Louis Pasteur et le hasard.

     « Sans la théorie, la pratique n'est que la routine donnée par l'habitude.  La théorie seule peut faire surgir et développer l’esprit d’invention.  C’est à vous surtout qu’il appartiendra de ne point partager l’opinion de ces esprits étroits qui dédaignent tout ce qui dans les sciences n’a pas une application immédiate.  Vous connaissez le mot charmant de Franklin.  Il assistait à la première démonstration d’une découverte scientifique.  Et l’on demande autour de lui :   Mais à quoi cela sert-il ?  Franklin répond :  « À quoi sert l’enfant qui vient de naître ? »

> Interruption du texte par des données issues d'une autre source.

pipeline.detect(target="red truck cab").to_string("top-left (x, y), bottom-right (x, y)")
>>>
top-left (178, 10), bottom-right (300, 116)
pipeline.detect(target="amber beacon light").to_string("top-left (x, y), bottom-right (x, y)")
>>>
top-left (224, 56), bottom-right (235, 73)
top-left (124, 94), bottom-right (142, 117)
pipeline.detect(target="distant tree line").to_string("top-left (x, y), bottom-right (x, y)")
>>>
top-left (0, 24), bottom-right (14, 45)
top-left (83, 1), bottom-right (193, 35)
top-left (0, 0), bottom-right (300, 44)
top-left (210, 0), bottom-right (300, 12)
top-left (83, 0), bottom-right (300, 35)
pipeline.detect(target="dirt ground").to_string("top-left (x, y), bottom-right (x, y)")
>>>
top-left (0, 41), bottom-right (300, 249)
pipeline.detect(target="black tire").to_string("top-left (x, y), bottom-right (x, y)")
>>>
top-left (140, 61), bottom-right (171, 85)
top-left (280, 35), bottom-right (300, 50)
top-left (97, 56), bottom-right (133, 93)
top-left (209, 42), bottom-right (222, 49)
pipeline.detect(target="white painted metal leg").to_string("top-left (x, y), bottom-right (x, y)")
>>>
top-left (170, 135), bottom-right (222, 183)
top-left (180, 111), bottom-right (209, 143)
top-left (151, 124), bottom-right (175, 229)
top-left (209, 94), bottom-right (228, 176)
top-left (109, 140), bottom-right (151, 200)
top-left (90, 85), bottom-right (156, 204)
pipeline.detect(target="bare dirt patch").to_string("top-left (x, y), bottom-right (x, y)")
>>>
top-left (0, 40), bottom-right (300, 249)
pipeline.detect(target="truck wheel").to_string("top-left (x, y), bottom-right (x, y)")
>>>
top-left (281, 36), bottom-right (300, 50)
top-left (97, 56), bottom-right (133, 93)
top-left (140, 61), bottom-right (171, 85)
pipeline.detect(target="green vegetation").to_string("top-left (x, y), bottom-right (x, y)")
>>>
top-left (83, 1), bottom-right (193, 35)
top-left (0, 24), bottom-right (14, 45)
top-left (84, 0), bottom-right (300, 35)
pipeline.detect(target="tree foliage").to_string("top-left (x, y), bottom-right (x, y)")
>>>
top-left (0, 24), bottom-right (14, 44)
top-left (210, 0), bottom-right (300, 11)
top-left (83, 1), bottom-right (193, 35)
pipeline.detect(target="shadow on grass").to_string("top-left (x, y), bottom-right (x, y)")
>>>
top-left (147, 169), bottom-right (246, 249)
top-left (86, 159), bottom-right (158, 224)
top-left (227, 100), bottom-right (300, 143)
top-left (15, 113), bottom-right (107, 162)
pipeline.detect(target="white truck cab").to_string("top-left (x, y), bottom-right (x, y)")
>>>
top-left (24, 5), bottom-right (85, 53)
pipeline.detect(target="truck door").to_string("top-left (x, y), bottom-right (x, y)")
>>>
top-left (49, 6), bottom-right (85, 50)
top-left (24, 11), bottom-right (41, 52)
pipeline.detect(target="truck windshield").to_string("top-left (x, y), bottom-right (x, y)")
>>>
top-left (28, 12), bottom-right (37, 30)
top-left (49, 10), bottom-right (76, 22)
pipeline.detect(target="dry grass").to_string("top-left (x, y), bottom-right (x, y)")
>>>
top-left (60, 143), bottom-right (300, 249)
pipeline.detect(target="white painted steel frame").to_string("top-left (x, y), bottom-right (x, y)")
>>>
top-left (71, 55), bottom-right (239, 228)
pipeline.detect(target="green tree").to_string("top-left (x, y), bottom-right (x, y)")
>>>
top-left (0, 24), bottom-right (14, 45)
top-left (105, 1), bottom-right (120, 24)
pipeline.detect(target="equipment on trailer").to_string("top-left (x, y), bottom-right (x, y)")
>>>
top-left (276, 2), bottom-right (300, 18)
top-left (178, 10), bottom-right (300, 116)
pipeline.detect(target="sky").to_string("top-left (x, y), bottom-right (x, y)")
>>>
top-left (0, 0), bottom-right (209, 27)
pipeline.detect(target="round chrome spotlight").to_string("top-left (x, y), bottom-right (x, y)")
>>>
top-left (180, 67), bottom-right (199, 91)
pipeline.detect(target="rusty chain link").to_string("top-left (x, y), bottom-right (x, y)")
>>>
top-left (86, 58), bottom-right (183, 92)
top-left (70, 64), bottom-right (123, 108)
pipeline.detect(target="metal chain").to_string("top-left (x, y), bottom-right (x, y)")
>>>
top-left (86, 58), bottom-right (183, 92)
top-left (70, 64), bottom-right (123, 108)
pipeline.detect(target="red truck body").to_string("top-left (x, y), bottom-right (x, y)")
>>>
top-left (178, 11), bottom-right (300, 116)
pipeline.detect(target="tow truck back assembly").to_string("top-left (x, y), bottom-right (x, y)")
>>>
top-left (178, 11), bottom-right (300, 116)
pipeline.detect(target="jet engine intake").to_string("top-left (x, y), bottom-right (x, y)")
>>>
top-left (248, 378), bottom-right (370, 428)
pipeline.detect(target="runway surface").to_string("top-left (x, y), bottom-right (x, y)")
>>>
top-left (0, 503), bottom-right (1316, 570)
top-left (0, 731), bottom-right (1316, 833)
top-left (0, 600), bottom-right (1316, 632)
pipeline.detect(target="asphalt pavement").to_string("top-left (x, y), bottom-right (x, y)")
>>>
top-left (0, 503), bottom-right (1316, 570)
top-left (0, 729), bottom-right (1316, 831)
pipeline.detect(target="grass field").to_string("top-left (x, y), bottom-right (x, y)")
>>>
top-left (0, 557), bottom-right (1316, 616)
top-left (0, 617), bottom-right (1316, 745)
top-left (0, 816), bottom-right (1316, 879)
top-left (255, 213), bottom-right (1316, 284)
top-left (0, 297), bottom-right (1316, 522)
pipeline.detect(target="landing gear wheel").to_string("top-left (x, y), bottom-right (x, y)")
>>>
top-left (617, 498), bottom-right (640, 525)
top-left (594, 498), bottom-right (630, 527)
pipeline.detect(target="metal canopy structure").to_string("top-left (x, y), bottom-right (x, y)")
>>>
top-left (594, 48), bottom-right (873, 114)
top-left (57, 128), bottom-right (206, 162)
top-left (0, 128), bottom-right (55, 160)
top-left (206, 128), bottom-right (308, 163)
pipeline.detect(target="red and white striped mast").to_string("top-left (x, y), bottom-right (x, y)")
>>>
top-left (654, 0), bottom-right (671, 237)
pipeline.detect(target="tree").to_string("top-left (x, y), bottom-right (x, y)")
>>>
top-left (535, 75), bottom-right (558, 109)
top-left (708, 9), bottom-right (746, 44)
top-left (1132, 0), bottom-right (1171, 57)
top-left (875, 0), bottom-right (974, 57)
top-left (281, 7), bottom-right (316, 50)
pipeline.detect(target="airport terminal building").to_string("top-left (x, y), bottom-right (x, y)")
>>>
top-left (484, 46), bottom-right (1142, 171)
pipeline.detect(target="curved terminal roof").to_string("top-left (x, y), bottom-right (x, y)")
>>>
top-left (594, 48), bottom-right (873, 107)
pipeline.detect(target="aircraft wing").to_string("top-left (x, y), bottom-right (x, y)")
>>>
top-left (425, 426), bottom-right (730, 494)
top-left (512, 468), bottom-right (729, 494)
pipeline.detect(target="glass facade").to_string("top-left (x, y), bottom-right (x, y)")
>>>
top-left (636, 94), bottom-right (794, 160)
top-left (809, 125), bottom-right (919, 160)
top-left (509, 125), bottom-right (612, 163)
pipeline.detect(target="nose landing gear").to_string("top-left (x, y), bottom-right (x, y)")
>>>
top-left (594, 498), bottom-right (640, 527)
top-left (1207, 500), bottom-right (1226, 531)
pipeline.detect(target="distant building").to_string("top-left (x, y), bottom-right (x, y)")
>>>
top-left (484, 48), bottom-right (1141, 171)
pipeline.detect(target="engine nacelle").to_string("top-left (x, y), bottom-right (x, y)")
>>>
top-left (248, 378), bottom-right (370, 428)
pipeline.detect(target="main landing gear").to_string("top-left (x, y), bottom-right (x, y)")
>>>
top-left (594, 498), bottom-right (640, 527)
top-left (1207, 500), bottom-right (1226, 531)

     « Savez-vous à quelle époque il vit le jour pour la première fois, ce télégraphe électrique, l’une des plus merveilleuses applications des sciences modernes ? C’était dans cette mémorable année 1822, Oersted, physicien danois, tenait en mains un fil de cuivre réuni par ses extrémités aux deux pôles d’une pile de Volta.  Sur sa table se trouvait une aiguille aimantée, placée sur son pivot, et il vit tout à coup (par hasard, direz-vous peut-être, mais souvenez-vous que, dans les champs de l’observation, le hasard ne favorise que les esprits préparés), il vit tout à coup l’aiguille se mouvoir et prendre une position très différente de celle que lui assigne le magnétisme terrestre.  Un fil traversé par un courant électrique fait dévier de sa position une aiguille aimantée.  Voilà, Messieurs, la naissance du télégraphe actuel.  Combien plus, à cette époque, en voyant une aiguille se mouvoir, l’interlocuteur de Franklin n’eût-il pas dit :  « Mais à quoi cela sert-il ? » Et cependant la découverte n’avait que vingt ans d’existence quand elle donna cette application, presque surnaturelle dans ses effets, du télégraphe électrique. »
 
 

Extrait d’une conférence prononcée le 7 décembre 1854 par Louis Pasteur lorsqu’il 
fut nommé professeur et doyen de la nouvelle Faculté des sciences de Lille. 
 

Renée Vallery-Radot, La vie de Pasteur,  (Paris :  Hachette, 1927) 88.